Jawa Barat jelas berbeda dari Babel. Jawa Barat ini (provinsi) paling besar di Indonesia, penduduknya paling banyak. Itu memerlukan orang yang memang “petarung.” Mungkin Pak Kepala (BBKBN) melihat saya seorang petarung. Saya dianggap berhasil di Bangka Belitung, kemudian dikirim untuk provinsi lebih besar. Jadi, ini masa coba-coba juga karena kan wilayah maupun jumlah penduduk sangat jauh perbandingannya. Penduduk Babel hanya 1,5 juta jiwa, sementara Jawa Barat hampir 50 juta jiwa. Jumlah kabupaten dan kota juga jauh berbeda. Babel hanya memiliki tujuh kabupaten dan kota, sementara Jawa Barat memiliki 27 kabupaten dan kota.

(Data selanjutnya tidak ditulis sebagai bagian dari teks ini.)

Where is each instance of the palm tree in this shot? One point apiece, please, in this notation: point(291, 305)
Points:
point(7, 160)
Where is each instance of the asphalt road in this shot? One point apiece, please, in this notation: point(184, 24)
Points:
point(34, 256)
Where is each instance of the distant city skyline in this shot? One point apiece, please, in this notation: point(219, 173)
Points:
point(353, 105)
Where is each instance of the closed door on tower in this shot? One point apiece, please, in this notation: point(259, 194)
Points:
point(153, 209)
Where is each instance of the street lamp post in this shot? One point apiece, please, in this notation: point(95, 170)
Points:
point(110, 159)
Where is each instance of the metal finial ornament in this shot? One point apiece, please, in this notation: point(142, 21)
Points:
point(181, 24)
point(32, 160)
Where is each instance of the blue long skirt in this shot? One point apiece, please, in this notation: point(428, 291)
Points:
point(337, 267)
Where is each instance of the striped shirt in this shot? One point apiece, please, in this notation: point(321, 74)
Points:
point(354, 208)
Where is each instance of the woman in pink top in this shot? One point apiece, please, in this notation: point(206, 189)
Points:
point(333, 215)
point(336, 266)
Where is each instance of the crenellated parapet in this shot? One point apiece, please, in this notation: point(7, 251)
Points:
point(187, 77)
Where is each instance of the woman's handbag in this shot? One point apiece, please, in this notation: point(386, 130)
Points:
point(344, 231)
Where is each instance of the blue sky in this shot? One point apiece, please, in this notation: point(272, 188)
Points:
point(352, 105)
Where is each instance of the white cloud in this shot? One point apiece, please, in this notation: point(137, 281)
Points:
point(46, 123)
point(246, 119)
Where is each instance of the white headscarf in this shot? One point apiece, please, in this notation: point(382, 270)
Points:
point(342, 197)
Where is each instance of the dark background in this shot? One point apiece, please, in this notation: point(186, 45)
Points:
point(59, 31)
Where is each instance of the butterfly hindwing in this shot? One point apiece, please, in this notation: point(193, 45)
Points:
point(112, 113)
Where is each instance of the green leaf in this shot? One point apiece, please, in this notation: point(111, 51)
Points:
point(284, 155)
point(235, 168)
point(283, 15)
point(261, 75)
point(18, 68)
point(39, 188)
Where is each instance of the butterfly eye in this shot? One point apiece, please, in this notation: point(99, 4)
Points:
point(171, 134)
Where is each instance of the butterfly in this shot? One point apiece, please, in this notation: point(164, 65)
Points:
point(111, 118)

Walaupun begitu, saya optimistis. Kalau kita bicara teknik, semuanya sebetulnya sama. Teknik pengelolaan program di provinsi kecil dan provinsi besar sama saja. Kalau diibaratkan sebagai olahraga, perbedaannya pada stamina. Tekniknya sudah dikuasai, berikutnya harus menyiapkan stamina.

Setelah beberapa hari di Jawa Barat, apakah sudah terasa tuntutan butuh stamina lebih besar?

Itu yang saya rasakan. Kalau di Babel, Sabtu-Minggu itu biasanya saya sudah tidak memikirkan pekerjaan. Kecuali jika ada agenda rapat pimpinan dengan BKKBN Pusat misalnya. Makanya kalau di Babel itu saya biasanya Sabtu-Minggu tidak pegang handphone. Saya menikmati hobi bertani. Di Jabar tidak bisa. Sekarang Sabtu-Minggu pas buka handphone WA-nya penuh. “Pak ini siapa yang mau ditugaskan ke acara A? Siapa ke acara B, acara C, dan seterusnya.” Gak ada hari libur saking padatnya agenda.  Akhirnya kita bagi-bagi siapa yang menghadiri undangan A, kegiatan B, dan seterusnya. Saya menghadiri yang penting-penting saja.

Sebagai contoh, untuk kegiatan kemitraan dengan Komisi IX DPR RI, ini saya akan bagi-bagi. Jumlahnya ada 120 titik. Saya juga tidak mungkin mengikuti 120 kan? Sebagai perintah Pak Kepala, Sestama, dan Deputi Adpin, kemitraan dengan Komisi IX ini menjadi perhatian khusus kami di BKKBN. Itu harus diatur nanti.

Saat ditunjuk menjadi Kepala BKKBN Jabar, apakah ada tugas khusus dari Kepala BKKBN?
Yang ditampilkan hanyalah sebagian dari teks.